Are the locks not pinned? Pinning comes with the guarantee that the
value remains valid until the destructor runs, so the only kind of
forgetting you can do to a lock is the one where the memory containing
it is leaked, meaning that its not a UAF to use it after forgetting it.
My understanding is that the issue had to do with forgetting the guard
types, since those were not pinned.
>> I believe we discussed a case where this is can lead to UAF when a lock
>> is dropped while it is locked (e.g. because the guard is forgotten).
>
> Yes, this is the issue brought up by Boqun:
> https://github.com/Rust-for-Linux/linux/issues/862
>
> The issue arises when a mutex guard is forgotten and the task that
> owns it exits.
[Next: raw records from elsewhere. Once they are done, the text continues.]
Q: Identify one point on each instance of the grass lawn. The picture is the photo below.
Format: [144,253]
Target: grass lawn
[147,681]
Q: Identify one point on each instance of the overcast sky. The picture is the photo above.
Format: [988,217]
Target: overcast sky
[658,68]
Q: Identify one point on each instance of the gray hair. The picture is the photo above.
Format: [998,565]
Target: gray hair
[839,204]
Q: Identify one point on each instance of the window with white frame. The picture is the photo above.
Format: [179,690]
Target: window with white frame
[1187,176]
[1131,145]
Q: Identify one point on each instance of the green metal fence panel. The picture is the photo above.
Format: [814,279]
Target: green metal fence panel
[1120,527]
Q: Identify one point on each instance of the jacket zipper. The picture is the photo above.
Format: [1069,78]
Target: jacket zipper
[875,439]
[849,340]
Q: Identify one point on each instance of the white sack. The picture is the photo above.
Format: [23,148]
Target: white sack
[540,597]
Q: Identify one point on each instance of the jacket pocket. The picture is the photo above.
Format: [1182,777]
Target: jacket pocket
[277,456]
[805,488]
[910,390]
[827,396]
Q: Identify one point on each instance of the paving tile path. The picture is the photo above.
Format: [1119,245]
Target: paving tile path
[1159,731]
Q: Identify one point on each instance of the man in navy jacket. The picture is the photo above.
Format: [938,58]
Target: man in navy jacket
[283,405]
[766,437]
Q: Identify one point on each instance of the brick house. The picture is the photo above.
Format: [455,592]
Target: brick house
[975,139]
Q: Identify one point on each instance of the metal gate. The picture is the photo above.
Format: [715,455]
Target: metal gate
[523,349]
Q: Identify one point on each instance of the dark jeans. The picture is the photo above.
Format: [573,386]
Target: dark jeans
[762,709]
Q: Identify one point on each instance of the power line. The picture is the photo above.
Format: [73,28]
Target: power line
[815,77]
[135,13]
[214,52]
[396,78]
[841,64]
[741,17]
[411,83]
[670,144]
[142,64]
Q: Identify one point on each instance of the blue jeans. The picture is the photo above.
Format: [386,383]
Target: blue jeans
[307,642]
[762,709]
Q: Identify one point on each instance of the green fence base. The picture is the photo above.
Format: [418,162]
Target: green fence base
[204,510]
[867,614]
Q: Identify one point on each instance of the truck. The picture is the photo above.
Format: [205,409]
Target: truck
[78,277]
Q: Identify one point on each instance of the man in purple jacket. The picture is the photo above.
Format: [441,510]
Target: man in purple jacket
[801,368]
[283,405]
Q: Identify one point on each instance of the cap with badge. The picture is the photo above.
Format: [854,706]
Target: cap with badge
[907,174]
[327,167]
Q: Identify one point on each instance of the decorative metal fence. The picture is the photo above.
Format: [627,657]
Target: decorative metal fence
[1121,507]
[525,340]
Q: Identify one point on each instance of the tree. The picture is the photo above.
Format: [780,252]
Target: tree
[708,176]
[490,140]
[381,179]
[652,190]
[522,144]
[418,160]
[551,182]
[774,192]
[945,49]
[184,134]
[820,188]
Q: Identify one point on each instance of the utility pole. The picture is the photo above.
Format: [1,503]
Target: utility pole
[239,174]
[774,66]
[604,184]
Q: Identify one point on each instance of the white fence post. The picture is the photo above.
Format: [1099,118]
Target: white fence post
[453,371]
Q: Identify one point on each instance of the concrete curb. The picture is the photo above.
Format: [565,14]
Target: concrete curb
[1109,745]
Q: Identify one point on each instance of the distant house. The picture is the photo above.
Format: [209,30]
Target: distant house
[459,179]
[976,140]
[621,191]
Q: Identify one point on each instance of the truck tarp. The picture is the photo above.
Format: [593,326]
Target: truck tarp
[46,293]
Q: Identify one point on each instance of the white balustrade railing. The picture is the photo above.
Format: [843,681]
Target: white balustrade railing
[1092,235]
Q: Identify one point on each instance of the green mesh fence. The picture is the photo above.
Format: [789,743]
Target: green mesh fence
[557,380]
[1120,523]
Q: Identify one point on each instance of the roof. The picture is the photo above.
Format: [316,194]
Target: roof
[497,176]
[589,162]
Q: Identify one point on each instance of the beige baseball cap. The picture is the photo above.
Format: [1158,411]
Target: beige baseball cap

Then another task trying to acquire the mutex will lead
> to a UAF. A drop implementation on the lock doesn't solve this.
>
> One solution is to increment the refcount on the current task when we
> acquire the mutex and decrement it when we release, but if we do that,
> the cost of acquiring/releasing a mutex gets much worse in Rust than
> it is in C.
>
> Another solution might be to force disable CONFIG_MUTEX_SPIN_ON_OWNER
> when Rust is enabled, which is undesirable because it affects the
> performance of C code as well.
>
> Even a closure-based lock (which I believe you suggested at the time)
> doesn't solve this completely because the thread may exit during the
> closure execution and leave a dangling pointer in the mutex.
>
> So we don't have a good solution for this yet.